If the Clippers manage to keep Brand, you could still make the case that Davis is the more important player; it is at the very least an argument to be had. If Brand leaves, Davis is the unquestioned star of the bizarro, Clipper Staples Center. But can a team win a title with a jack-of-all-trades, ball dominating point guard? A saunter through the history books doesn’t look promising.
Champion Starting Point Guards Since 1990:
‘08 - Rajon Rondo
‘07 - Tony Parker
‘06 - Jason Williams
‘05 - Tony Parker
‘04 - Chauncey Billups
‘03 - Tony Parker
‘02 - Derek Fisher
‘01 - Derek Fisher
‘00 - Derek Fisher
‘99 - Avery Johnson
‘98 - Ron Harper
‘97 - Ron Harper
‘96 - Ron Harper
‘95 - Kenny Smith
‘94 - Kenny Smith
‘93 - BJ Armstrong
‘92 - John Paxson
‘91 - John Paxson
‘90 - Isiah Thomas
This is a very interesting list for a few reasons. The first is that only two of these men could reasonably be argued to be the best player on their team, Billups and Thomas. Tony Parker did win the Finals MVP in ‘07, but you’d be hard pressed to find many people who would argue then, or now, that Parker is better than Tim Duncan, who is still putting up hall of fame worthy seasons. Jason Williams would be hard pressed to find a single NBA team he could start for today. Derek Fisher is more of an undersized shooting guard than a true point, and shoots a mediocre percentage at that. The only guy on that list who had what you’d consider a prolific assist average was Isiah, who averaged 9.3 per game for his career. If you calculate the career assist average for this entire list, it comes out to a paltry 5.9 assists per game, not laughably bad, but not what you’d expect from a great (or “elite”) point.
Now certainly, maybe you’re wondering where Scottie Pippen is on this list, since he was more “point” than Ron Harper. And that’s quite true.

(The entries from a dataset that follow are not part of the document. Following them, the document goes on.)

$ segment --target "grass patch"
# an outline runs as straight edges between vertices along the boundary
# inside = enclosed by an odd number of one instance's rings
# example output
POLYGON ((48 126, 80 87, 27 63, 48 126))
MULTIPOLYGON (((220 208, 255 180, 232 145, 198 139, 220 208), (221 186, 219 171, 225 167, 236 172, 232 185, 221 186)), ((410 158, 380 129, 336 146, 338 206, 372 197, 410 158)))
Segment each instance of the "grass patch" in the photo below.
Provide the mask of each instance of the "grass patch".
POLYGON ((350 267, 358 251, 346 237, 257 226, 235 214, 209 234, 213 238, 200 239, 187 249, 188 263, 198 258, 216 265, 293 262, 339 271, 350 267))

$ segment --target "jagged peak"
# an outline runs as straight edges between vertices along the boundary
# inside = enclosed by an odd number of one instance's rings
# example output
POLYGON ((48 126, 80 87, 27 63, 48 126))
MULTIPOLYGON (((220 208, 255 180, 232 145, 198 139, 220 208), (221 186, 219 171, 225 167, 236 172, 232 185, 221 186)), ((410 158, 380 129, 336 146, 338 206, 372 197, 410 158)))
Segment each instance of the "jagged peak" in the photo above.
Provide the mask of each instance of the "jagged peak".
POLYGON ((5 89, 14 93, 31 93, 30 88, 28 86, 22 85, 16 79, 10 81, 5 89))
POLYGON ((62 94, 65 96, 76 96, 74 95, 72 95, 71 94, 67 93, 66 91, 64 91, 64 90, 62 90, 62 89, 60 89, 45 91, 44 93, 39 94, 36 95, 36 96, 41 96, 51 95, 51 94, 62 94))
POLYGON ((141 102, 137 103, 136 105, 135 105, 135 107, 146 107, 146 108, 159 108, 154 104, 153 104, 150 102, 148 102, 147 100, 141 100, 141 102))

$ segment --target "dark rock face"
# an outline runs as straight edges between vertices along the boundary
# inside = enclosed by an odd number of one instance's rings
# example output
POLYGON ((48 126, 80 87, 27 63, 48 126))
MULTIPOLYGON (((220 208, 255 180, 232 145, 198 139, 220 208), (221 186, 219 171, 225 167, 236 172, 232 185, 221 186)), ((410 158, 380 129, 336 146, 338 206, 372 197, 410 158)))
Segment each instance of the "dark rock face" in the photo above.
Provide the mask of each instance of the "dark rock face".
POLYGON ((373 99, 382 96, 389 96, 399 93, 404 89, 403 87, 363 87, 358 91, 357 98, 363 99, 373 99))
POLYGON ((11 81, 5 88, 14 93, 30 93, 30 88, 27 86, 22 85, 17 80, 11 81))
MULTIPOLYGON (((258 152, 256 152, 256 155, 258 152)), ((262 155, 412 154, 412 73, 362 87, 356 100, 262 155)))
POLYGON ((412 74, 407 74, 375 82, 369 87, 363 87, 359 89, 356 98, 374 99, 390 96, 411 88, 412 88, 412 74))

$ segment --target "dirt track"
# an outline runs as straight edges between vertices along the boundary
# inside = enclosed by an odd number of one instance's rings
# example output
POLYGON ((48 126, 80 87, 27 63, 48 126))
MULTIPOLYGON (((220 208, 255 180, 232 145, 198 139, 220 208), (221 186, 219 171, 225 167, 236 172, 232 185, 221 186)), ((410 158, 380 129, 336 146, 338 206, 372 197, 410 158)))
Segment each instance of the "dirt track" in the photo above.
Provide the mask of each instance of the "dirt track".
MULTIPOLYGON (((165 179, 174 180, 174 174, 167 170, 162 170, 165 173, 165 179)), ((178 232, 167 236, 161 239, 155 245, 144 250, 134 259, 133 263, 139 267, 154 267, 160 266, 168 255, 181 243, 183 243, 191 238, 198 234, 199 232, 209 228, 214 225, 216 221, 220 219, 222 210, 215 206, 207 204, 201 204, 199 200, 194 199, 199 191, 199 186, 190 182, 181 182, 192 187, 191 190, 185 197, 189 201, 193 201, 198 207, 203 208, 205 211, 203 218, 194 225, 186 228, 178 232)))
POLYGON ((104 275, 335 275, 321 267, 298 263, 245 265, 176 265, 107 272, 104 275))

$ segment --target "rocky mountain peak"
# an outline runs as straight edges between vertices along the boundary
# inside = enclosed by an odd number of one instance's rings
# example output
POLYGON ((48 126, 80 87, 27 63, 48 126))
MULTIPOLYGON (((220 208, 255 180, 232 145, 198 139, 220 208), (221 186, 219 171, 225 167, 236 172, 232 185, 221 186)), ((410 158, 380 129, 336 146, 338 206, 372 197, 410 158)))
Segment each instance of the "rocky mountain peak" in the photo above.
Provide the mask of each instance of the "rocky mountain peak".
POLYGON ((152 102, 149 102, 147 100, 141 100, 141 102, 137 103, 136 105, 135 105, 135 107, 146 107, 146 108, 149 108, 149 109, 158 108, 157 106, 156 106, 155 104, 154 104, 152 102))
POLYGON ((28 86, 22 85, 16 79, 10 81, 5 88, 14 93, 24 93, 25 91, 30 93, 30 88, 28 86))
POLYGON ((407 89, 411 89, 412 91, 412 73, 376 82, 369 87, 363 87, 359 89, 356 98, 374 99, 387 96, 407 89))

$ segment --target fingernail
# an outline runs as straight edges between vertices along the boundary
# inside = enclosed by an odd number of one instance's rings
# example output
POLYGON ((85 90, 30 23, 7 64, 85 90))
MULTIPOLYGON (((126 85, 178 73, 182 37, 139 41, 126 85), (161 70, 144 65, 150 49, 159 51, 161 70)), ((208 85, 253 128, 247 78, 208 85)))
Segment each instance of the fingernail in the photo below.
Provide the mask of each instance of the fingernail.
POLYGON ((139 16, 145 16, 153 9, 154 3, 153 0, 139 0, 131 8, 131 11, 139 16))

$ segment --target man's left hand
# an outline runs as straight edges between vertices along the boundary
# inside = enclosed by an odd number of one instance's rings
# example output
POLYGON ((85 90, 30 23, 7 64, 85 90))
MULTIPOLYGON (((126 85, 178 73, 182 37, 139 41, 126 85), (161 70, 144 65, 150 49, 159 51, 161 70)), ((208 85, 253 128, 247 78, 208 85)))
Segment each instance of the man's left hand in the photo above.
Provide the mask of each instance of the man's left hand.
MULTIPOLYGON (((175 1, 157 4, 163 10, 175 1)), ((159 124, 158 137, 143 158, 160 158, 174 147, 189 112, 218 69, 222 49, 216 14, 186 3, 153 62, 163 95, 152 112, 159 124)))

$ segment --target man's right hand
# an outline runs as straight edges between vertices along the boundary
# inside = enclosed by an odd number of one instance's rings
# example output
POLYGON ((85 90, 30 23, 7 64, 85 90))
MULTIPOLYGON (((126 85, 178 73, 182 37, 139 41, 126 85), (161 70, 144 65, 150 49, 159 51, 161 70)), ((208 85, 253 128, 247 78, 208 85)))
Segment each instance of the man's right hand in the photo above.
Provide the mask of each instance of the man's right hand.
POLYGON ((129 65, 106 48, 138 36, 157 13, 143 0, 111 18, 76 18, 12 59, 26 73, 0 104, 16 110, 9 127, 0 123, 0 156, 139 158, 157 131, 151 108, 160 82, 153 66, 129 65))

However, it speaks to my overall conclusion, that teams which place the heaviest responsibilities for production on a conventional point guard seem doomed to fail. Pippen, whether you consider him a guard or a forward, is certainly a peculiarity for that position. Similarly, Magic Johnson like Pippen was a physical force uncommon for his skill set. In a nutshell, the conventional wisdom regarding great point guard play (“the prototype,” a guard between six-one and six-three who can drive, pass, and shoot from range) seems to be a false idol in recent years. While John Stockton, Jason Kidd, Steve Nash, Baron Davis, Chris Paul and Deron Williams’ ultimate achievements to this point amount to little more than epic failure, Derek Fisher is sitting at home polishing his rings.
So I urge a bit of caution to Clippers fans who are conjuring up visions of a Baron-Brand championship collaboration. In fact, I urge caution to Clippers fans who even think those two will guarantee a playoff spot. As I learned last year, Baron Davis can be thrilling, dominating, clutch and cool as a cucumber. Unfortunately, he can be all those things and leave you sitting in the ninth seed. He can save your soul and break your heart. But then again, so can many “dominant” point guards.